Leveling up Your Service Mesh with Observability and Distributed Tracing for Consul
Learn how to apply distributed tracing by instrumenting it in your code directly or leveraging the observability hooks of Consul Service Mesh. Both examples use Datadog.
Update: For the most up to date information on distributed tracing in Consul service mesh (Connect), visit our distributed tracing documentation.
In control theory, observability (o11y) is a measure of how well internal states of a system can be inferred from knowledge of its external outputs. In more practical terms, observability consists of tools and techniques to make sense of complex systems. These systems range from applications to infrastructure.
» The Three Pillars of Observability
A robust observability program focuses on three key areas:
Metrics: Numeric representations of data measured over intervals of time. Metrics provide data about your services that help you troubleshoot issues, gauge system health, and test hypotheses. Metrics can be technical such as requests per second, error rate, or CPU utilization.
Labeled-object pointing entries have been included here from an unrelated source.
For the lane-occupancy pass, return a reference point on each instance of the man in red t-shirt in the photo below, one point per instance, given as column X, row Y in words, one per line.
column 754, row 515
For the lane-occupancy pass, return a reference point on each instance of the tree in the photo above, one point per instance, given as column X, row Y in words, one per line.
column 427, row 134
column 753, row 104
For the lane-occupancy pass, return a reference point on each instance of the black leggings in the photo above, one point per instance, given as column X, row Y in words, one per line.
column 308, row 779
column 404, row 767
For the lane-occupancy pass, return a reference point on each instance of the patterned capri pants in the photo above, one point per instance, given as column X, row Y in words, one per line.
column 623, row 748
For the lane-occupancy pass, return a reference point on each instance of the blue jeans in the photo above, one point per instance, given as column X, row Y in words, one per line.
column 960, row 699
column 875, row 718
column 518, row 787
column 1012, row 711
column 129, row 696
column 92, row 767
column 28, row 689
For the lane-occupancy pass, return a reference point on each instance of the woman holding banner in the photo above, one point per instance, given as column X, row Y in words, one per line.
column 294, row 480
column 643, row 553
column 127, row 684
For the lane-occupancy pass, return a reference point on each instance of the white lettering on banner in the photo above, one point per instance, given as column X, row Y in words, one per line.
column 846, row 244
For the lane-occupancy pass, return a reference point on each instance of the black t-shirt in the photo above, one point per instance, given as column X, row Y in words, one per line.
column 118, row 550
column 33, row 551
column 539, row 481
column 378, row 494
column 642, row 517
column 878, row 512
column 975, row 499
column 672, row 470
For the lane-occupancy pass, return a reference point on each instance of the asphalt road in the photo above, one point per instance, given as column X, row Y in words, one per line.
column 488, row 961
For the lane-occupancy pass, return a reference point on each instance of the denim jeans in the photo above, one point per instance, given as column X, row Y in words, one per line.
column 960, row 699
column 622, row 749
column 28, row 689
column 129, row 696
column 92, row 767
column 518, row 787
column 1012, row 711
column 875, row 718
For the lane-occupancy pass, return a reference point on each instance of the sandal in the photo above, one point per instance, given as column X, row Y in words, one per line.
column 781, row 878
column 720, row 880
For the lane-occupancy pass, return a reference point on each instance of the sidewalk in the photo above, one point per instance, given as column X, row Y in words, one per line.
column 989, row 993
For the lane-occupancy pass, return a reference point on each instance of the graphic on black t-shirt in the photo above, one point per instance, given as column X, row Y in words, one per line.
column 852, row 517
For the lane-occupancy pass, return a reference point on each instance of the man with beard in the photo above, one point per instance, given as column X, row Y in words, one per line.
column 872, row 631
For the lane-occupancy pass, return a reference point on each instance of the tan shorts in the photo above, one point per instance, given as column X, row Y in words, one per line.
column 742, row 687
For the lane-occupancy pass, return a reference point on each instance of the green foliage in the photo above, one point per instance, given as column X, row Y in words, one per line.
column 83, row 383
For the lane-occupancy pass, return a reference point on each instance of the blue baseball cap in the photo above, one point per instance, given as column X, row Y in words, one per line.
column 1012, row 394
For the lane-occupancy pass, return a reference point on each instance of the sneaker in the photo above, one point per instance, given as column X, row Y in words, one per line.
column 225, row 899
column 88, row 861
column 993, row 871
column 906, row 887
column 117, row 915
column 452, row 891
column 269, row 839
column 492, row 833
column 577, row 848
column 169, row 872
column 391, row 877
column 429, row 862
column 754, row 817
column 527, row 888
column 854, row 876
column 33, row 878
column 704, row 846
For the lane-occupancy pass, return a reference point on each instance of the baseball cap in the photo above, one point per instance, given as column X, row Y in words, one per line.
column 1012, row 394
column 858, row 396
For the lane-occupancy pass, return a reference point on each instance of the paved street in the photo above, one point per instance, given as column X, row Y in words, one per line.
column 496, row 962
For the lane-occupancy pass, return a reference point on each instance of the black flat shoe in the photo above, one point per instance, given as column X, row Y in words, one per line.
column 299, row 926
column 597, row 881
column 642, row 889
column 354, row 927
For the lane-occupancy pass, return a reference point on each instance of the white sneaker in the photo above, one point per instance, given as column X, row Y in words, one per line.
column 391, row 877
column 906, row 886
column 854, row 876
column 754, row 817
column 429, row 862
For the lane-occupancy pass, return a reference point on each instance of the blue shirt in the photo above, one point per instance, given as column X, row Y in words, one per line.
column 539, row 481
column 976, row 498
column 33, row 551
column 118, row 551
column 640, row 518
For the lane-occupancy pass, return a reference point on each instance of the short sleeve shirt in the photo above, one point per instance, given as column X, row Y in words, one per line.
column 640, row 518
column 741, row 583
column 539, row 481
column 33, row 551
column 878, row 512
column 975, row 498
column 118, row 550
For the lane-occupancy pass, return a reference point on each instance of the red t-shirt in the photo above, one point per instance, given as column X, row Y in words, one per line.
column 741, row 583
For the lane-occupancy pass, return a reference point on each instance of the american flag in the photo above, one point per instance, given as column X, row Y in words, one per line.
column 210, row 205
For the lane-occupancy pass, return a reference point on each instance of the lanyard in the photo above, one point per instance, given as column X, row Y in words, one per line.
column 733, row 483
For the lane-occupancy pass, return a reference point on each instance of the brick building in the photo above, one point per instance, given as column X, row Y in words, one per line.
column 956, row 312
Metrics can also be business-specific, for example, the sum of goods sold per hour, average order value (AOV), or click-through-rate (CTR).
A Grafana Metrics dashboard example
Logs: Immutable, timestamped records of discrete events that happened over time. Logs are the most common resource that developers use to collect data and quickly debug their code, as they provide more detailed data than metrics.
Traces: Representations of a series of related distributed events that encode the end-to-end request flow through a distributed system. Traces represent the lifecycle of a request through various services and help pinpoint problematic services, such as ones with high latency.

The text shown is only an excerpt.